Iran does not rule out giving the IAEA access to military research sites on its soil, Iran’s envoy to the IAEA told RT. This comes after UN nuclear experts visited Tehran, only to say that Iran had barred inspectors from visiting a key military site.
“First of all the group were not inspectors per se,” explained Ali Asghar Soltanieh. “They were high officials of the agency from the legal, political and technical departments.”
The IAEA suspects a key military site in Parchin could have been the site of high-explosives tests related to nuclear weapons. They requested permission to visit the site during the group’s two-day visit to Tehran, but failed to get access.
But Ali Asghar Soltanieh says the real aim of the meeting was “to discuss the reality and framework for our future work”.
However, talking exclusively to RT, he stressed that “Iran is not ruling out access to any military sites, including Parchin”. But there are conditions that Iran wants the IAEA to follow.
“There should be a morality, a framework, a term of reference about what exactly they are looking for. We have to have insurance that we will not repeat the same bitter experience that every day they just come and ask for the access,” the envoy stressed.
Soltanieh rejected all allegations concerning Iran’s nuclear activity and said he was “one hundred per cent confident”, that “all this is wrong.”
“I just want to tell you that last week, perhaps this is the first time I am telling you, we, in fact, offered the agency to go to another site which the director general in his report has referred to as a large scale high-explosive test. We offered, but the team was instructed by the director general to go back to Vienna.
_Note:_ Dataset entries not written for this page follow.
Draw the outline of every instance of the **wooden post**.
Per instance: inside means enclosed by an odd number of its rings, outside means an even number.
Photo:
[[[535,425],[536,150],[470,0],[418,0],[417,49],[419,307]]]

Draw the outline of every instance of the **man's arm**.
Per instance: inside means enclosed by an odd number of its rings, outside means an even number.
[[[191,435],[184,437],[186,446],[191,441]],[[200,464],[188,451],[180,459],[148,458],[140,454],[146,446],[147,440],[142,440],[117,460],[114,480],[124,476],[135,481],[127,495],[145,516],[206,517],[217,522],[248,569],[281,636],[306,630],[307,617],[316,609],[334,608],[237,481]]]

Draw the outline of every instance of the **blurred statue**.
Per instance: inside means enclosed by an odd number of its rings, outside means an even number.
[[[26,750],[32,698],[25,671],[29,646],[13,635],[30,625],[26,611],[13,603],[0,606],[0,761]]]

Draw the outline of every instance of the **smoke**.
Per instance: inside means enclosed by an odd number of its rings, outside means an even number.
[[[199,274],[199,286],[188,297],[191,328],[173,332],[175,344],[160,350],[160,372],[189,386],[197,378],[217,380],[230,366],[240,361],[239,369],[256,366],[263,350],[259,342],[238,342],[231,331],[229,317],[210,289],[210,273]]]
Therefore we don’t have any hesitation that every activity we have has nothing to do with nuclear weapons.”
And even though the UN nuclear inspectors’ latest visit to Iran has left them still with a belief that the country is not sufficiently cooperating enough with regard to its atomic program, Iran’s envoy to IAEA summed up the results of the two-day visit as “extremely intensive.”
Now the IAEA envoy has emphasized that Iran is ready to continue discussions, and therefore “the agency has full control” over the country’s military sites.
“Regarding allegations, which is another issue, we have made a historic concession now by inviting the agency high officials to come to Iran,” he said.
“We have continued our work with the agency despite all the sanctions, the terror against our scientists, all resolutions,” he added.
Five IAEA inspectors, led by Herman Nackaerts, visited Iran on a two-day trip aimed at resolving the country’s outstanding nuclear issues. The team held talks with Iranian officials but was barred from visiting Parchin, where the IAEA suspects Iran has been conducting hydrodynamic experiments, according to its report published last November.
“It is disappointing that Iran did not accept our request to visit Parchin,” IAEA director Yukiya Amano said in a statement following the trip. “We engaged in a constructive spirit, but no agreement was reached.”
The IAEA’s latest trip to Iran followed an earlier visit to the country from January 29 to 31. During that tour, six IAEA inspectors also held what Iran called “constructive talks” with the country’s officials, but did not visit any nuclear facilities.